Groucho saying the secret word should have helped any career. Mansfield’s own adventurous romantic life , combined by the tabloids of the time, was a lot to overcome. Manfield, who died at 34, had three marriages and at least five children. The Playboy connection both helped and hurt her career. As blonde bombshells fell out of fashion by the end of the ’50s, 20th Century Fox started loaning her out to foreign studios to make cheap, exploitation flicks.
Mansfield was with husband No. 2, Mickey Hargitay, when Mariska was born in 1964. By then, Mansfield was pretty much locked into exploiting her own sexy image at personal appearances and club reviews.

The documentary becomes more about Mariska in the second half, although the director never gets in the way of rediscovering and rehabilitating her mother’s reputation.
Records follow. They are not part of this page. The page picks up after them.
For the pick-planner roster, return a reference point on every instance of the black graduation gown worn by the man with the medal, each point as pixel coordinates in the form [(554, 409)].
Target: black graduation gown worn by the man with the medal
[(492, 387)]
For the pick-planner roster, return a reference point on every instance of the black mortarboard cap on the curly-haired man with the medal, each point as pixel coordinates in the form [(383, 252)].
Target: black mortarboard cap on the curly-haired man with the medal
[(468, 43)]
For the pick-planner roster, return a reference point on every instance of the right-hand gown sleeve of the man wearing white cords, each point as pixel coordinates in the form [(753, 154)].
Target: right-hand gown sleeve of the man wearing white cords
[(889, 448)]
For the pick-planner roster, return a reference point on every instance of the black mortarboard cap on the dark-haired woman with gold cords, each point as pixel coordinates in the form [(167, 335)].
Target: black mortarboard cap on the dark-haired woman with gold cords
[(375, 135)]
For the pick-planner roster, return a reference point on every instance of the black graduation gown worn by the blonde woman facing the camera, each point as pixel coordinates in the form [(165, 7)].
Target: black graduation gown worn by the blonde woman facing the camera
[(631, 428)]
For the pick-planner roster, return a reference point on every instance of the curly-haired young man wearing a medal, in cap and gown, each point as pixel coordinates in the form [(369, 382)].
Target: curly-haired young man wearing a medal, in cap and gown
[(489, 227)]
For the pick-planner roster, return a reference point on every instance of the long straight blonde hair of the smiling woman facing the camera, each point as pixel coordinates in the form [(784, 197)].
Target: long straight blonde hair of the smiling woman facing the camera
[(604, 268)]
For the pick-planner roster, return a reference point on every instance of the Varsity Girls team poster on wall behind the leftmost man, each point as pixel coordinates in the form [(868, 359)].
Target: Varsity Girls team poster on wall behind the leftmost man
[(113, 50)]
Among the startling revelations in the second half is that Mickey Hargitay was not really her father. Mariska learns at 25, after a happy childhood being raised by Mickey and his third wife, that she was the result of an affair between her mother and a Vegas crooner named Nelson Sardelli.
This did not provoke sympathy toward her mother and also cast doubts upon the trust she had enjoyed with the man who had raised her. Whe she was 30, Hargitay travelled to Vegas and, after a show, confronted her biological father. Miraculously, that went really well with talks lasting through the night. Feelings of abandonment were addressed. Hargitay was not looking for a father figure; she already had one in Mickey, and they remained close right up to his death in 2007.
Sardelli was the first one interviewed by Hargitay for the documentary, a process that went so well and without judgement that it set the tone for subsequent interviews. He talks not of a tawdry affair but a true love match. Hargitay was thrilled to learn that she had a whole family of half brothers and sisters, most of whom are also featured in the film and are just as cool as their dad.
The eventual take away is that the little girl who survived a horrible car accident and lost her mother at three discovers in her sixties that, despite some crazy twists and turns, she was always loved. My Mom Jayne turns a notorious tabloid queen and a victim of a violent death into an accomplished working woman and mother to be admired for more than her measurements. Thanks to a daughter who took the long view, what Groucho tried to explain in 1961 is made clear in 2025. The secret word is “feel-good.”
My Mom Jayne can be streamed now on demand on HBO Max and on Crave.